Quando l’Abate T… ebbe terminato il suo discorso, Madame C… lo ringraziò con parole che lasciavano trasparire tutta la sua soddisfazione.
«Sei adorabile, mio caro amico», disse saltandogli al collo. «Come sono felice di conoscerti, di amare un uomo che pensa così giustamente! Sta pur certo che non abuserò mai della tua confidenza e che seguirò sempre questi princìpi».
Dopo alcuni baci che si scambiarono ancora vicendevolmente e che mi annoiarono abbastanza a causa della scomoda situazione in cui mi trovavo, il mio pio direttore e la sua docile seguace scesero dabbasso, nella sala di ricevimento. Raggiunsi prontamente la mia camera, dove poco dopo vennero a chiamarmi da parte di Madame C…: le feci rispondere che non avevo chiuso occhio tutta la notte, e che la pregavo di lasciarmi qualche ora per riposare. Mi ripromettevo, invece, di mettere per iscritto ciò che avevo appena udito.

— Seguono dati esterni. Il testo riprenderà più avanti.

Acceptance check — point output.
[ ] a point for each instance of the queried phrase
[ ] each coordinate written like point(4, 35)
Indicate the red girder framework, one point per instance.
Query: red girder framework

Mi trovavo sola, con l’immaginazione come esaltata, eccitata da tutto quello che avevo visto e sentito; così, mi venne la voglia di ripetere fedelmente la scena lussuriosa che avevo appena visto interpretare da Madame C… e dall’Abate T…, e dove io avevo avuto un ruolo, sia pure a loro insaputa.
Cominciai dunque a rifare con esattezza tutte le posizioni, gli atteggiamenti e i movimenti voluttuosi di Madame C…, riflettendo con dispiacere che mi mancava uno dei protagonisti, afflitta per non avere a disposizione nemmeno uno di quegli strumenti tanto utili alle monache e tanto vantati dall’Abate. Mentre cercavo un modo di rimpiazzarlo, mi venne la felice idea di pensare a una candela benedetta che mi aveva regalato il reverendo Padre Dirrag, dicendomi che veniva da Arras. Era una cosa che da molto tempo mi era inutile, ma in quel momento, quasi per una raffinatezza di voluttà, la considerai adattissima a servire da sostituto o, per meglio dire da godemiché. La impugnai dunque con ardore e speranza, e la immersi più volte dentro di me… Ben presto, effetto meraviglioso! quella beata candela si squagliò e io caddi in un’estasi simile a quella che il Padre Dirrag sapeva provocare alla sua devota Eradice con il cordone di San Francesco. Quindi mi misi a letto, e non avendo davvero chiuso occhio tutta la notte precedente, non tardai ad assopirmi, e per tre ore dormii del sonno più dolce e tranquillo della mia vita.
Quelle giornate in campagna trascorsero così, in bella amicizia, quando mia madre venne una mattina ad annunciarmi in fretta che il nostro viaggio a Parigi era fissato per l’indomani. Quel giorno mia madre e io pranzammo ancora una volta in casa di Madame C…, che lasciai versando un torrente di lacrime. Questa donna adorabile, più unica che rara, mi colmò di carezze e mi seppe dare i più saggi consigli senza dire nulla di opprimente o di inutile. L’Abate T… aveva dovuto recarsi in una città vicina, dove si sarebbe trattenuto per otto giorni, ragion per cui non lo vidi affatto. Per dormire facemmo ritorno a Volnot, dove tutto era pronto per la partenza. Il giorno dopo arrivammo con una vettura a Lione, da dove la diligenza ci avrebbe condotte a Parigi.